There are speculative sacrifices in master games.
Then our study of the masters game was faulty! Each masters game with sacrifice I have found precision calculations - there have been positional sacrifices - but those are not speculative - they knew exactly what they were doing!
MIght I suggest reading up on Rudolf Spielmann? He seemed to disagree alot with what you are saying, and he was no doubt of grandmaster level. (As strong as that would have been in the 30ies.)
crissy, I belive that 'speculative' and 'unsound' are synonyms in chess sacrifice lingo. A speculative sacrifice is one that is unsound but the opponent may not find the correct path to demonstrate the refuation. The terms do not reflect whether or not the player pragmatically benefits from the sacrifice, only its theoretical status.
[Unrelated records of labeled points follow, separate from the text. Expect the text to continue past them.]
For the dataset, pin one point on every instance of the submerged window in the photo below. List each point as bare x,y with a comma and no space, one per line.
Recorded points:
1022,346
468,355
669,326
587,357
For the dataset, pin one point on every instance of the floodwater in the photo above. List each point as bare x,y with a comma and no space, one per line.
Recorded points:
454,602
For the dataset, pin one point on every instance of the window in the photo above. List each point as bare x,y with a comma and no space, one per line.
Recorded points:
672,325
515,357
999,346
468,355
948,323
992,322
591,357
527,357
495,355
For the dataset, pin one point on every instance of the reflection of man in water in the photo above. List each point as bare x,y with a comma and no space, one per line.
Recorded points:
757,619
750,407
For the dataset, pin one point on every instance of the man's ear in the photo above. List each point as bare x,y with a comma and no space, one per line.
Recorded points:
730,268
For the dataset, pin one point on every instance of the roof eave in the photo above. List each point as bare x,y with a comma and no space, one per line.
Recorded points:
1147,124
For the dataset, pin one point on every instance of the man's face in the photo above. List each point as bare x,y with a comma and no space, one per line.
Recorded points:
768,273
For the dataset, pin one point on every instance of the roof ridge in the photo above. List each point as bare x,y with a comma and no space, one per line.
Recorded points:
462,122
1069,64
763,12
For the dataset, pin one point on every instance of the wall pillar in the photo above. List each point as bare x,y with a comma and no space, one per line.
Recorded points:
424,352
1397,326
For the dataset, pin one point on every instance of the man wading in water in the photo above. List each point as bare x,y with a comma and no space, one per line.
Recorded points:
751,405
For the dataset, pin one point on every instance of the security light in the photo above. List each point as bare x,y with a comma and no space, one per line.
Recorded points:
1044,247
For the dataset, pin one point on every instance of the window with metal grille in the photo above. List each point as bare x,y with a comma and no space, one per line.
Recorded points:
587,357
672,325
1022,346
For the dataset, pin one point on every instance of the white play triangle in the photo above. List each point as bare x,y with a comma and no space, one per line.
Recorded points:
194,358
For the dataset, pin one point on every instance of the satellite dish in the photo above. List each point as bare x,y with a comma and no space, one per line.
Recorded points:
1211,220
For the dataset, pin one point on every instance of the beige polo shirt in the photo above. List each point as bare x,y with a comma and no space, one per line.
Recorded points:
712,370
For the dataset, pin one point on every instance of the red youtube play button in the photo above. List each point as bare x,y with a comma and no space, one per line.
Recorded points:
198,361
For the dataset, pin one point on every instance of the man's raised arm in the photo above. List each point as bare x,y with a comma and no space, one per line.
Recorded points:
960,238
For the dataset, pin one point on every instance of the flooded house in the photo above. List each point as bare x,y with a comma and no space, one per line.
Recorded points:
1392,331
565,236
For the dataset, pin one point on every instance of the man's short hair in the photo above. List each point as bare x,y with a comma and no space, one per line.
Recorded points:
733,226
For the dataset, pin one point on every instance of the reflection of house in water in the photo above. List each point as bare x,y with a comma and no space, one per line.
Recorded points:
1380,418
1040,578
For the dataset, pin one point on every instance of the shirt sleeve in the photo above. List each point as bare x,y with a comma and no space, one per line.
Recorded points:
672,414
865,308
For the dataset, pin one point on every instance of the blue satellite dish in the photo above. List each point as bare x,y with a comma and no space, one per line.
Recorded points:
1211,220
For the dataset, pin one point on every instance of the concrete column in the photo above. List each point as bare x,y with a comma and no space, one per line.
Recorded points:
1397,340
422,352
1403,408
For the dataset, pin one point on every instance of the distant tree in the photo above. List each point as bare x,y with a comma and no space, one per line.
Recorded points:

Yes, I rather thought so - it's problematic though. There are other issues as well that aren't described very well by a sliding scale of ? - ?! - !? - ! and so on, or their verbal equivalents. As far as I remember reading, the Immortal game is 'unsound', though presumably AA didn't think it was, and I guess he wasn't acting speculatively either. Really we need to introduce the idea of whether it worked or not at the time under the heading of 'un/successful'; 'un/sound' is fine, after the event, and I would reserve 'speculative' for certain players' styles. I think Tal would be the outstanding example of a speculative sacrificer.